MOG抗体関連疾患(MOGAD)

症状

症状は人によって違い、1人の患者さんでもよく変動

MOGADの症状は通常、病巣ができる部分に応じて出てきます。病巣ができる部位や大きさは人それぞれで違うので、症状の出方は人によって様々です。非常に個人差があり、1人のMOGADの人と別のMOGADの人を比べてみた時、同じ病気の患者さんとは思えないことがあります。
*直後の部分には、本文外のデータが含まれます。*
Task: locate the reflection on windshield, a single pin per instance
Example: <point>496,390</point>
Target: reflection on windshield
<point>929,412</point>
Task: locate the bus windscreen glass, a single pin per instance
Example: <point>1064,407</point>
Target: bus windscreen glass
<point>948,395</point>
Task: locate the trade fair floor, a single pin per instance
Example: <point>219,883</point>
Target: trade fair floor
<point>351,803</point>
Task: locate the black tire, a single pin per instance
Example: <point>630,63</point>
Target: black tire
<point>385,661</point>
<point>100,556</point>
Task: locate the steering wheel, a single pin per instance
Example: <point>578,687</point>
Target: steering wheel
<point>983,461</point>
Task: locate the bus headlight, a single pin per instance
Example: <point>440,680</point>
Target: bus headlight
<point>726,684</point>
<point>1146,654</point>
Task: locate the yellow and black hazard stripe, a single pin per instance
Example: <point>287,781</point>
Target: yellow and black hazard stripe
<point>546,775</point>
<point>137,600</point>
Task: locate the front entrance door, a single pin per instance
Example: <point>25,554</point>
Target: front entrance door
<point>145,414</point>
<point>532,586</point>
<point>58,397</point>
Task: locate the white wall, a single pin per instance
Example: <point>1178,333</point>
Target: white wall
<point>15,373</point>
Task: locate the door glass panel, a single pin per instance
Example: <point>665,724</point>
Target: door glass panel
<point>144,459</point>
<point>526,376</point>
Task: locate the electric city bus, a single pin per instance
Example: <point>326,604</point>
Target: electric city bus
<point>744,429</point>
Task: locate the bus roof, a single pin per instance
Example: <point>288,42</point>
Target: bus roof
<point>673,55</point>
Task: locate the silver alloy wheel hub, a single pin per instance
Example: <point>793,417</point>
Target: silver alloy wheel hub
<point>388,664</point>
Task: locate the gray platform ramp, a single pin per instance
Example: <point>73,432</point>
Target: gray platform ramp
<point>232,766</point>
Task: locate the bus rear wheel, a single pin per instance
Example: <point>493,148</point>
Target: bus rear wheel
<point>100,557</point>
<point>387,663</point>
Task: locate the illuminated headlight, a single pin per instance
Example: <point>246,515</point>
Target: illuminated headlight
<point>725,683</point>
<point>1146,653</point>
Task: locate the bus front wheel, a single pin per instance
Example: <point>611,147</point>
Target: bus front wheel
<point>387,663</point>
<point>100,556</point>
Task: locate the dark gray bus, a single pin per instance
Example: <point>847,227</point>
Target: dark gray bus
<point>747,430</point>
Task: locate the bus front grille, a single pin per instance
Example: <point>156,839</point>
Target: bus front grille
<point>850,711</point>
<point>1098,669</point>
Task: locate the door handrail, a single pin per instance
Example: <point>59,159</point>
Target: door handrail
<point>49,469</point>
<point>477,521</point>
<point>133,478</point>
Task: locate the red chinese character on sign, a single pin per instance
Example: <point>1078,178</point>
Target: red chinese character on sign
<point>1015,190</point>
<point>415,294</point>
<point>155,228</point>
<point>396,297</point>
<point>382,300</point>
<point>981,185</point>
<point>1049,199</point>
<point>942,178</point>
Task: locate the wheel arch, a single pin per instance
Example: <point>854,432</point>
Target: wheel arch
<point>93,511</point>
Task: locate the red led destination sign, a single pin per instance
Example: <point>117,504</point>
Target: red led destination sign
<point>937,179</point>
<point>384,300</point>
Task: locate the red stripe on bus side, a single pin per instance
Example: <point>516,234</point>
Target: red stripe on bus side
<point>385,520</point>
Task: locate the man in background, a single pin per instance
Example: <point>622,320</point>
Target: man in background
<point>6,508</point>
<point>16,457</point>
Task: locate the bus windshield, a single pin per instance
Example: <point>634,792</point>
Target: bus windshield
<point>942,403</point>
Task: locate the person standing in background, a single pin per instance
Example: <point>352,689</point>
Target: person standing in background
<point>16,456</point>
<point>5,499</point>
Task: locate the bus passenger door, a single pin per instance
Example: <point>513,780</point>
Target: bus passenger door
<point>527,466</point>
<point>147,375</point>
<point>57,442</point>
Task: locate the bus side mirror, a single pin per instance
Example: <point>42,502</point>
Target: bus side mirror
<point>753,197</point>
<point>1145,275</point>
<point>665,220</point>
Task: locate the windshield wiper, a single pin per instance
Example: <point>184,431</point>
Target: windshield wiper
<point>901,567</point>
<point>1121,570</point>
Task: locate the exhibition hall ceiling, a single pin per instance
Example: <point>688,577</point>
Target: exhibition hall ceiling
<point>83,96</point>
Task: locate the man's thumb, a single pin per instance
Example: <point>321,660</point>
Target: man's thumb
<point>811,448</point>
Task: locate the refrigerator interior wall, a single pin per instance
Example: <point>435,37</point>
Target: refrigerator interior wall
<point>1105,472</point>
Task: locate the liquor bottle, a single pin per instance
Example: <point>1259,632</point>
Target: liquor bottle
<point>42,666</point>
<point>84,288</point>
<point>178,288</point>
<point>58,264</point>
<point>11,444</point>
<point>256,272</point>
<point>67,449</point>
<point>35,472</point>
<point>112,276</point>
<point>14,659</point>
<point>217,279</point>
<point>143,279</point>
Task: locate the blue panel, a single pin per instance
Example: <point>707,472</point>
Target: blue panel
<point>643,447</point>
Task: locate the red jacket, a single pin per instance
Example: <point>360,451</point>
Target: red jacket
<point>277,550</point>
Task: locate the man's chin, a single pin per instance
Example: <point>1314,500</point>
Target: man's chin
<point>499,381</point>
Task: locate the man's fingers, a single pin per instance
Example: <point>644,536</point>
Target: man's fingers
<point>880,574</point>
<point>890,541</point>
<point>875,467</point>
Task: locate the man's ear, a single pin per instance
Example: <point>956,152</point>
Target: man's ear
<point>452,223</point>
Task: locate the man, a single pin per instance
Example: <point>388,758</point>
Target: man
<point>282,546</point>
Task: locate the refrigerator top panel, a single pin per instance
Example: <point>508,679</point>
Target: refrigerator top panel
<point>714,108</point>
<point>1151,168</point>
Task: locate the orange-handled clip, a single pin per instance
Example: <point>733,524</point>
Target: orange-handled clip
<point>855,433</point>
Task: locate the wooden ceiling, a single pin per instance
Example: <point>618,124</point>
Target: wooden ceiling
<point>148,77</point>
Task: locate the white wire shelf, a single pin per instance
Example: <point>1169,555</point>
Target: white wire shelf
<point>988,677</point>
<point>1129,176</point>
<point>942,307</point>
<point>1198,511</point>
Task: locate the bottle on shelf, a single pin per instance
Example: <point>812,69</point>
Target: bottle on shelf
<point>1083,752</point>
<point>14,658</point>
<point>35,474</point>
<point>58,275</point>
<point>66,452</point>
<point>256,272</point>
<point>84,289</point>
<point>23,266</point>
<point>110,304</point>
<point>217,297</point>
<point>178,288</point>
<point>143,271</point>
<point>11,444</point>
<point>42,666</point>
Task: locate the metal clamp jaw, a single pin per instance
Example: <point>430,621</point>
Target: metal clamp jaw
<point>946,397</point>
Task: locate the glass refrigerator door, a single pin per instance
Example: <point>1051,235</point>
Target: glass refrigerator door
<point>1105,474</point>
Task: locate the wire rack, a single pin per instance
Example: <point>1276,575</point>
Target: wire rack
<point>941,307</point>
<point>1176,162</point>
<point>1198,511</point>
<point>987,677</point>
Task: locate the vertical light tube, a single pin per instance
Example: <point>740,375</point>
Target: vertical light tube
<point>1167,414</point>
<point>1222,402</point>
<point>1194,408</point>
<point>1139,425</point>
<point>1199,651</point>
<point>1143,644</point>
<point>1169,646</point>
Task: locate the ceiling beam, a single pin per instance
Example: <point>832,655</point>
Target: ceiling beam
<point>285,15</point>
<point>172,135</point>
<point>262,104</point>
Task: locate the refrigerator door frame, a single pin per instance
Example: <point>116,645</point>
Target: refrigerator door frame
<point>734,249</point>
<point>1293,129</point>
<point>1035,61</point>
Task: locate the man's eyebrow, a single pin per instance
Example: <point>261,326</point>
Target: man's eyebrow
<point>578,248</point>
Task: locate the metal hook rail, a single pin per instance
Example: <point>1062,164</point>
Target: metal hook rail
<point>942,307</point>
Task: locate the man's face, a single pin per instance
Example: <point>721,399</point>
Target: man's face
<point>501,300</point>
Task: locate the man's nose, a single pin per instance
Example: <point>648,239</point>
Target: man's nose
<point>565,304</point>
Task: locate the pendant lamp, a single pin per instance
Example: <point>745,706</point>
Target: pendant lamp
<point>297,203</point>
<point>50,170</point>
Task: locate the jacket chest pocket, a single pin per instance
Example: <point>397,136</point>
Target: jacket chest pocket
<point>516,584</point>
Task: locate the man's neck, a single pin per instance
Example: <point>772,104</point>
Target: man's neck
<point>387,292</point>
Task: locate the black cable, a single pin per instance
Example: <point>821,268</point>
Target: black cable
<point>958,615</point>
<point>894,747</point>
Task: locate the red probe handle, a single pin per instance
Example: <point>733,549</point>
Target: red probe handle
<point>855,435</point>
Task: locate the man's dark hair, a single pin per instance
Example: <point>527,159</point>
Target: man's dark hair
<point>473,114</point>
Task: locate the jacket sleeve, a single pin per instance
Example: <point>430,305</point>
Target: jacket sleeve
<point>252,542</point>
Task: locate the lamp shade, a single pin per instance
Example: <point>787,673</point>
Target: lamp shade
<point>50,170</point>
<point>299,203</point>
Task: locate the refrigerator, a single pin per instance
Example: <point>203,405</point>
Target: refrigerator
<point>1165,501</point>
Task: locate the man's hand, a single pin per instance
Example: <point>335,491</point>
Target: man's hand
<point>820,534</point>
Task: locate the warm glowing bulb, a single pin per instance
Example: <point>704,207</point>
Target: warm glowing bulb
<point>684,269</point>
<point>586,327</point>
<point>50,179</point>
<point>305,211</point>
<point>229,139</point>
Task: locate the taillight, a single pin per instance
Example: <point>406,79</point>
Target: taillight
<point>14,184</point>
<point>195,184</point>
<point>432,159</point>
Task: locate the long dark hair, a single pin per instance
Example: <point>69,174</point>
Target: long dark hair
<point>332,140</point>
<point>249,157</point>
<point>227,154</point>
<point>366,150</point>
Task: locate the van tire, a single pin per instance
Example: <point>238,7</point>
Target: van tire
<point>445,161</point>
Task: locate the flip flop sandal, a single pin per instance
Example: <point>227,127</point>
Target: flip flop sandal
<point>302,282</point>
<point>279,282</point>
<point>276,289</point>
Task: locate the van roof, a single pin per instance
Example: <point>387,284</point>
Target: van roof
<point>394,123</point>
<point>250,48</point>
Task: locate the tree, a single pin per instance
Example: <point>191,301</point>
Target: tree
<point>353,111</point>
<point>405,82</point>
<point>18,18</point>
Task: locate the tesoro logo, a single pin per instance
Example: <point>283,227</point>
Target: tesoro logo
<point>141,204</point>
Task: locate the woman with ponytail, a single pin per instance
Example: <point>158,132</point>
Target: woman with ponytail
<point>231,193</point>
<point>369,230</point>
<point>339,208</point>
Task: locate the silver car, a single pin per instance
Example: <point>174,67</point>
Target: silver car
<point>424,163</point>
さらに1人の患者さんでも、症状は季節や体調の影響でよく変わります。日によって変わることもあります。「昨日は元気そうだったのに、今日は具合が悪そう」といったこともよくあります。

MOGAD全体としてよく見られる症状

MOGAD全体としてよくみられる症状は次のとおりです。いろいろな症状がありますが、1人の患者さんが全てを経験するわけではないこと、そして、ここに解説していない症状もあることをご留意ください。

視神経の症状

「ぼやける」「何となく暗い」「視野が欠ける」「色が分かりにくい」「まぶしい」など。目の中や目の奥、目の周辺が痛くなることもあります。特に目を動かした時に目の奥が痛くなることが多いです。片目にも両目にも起こる可能性があり、初発は重症なことが多いです。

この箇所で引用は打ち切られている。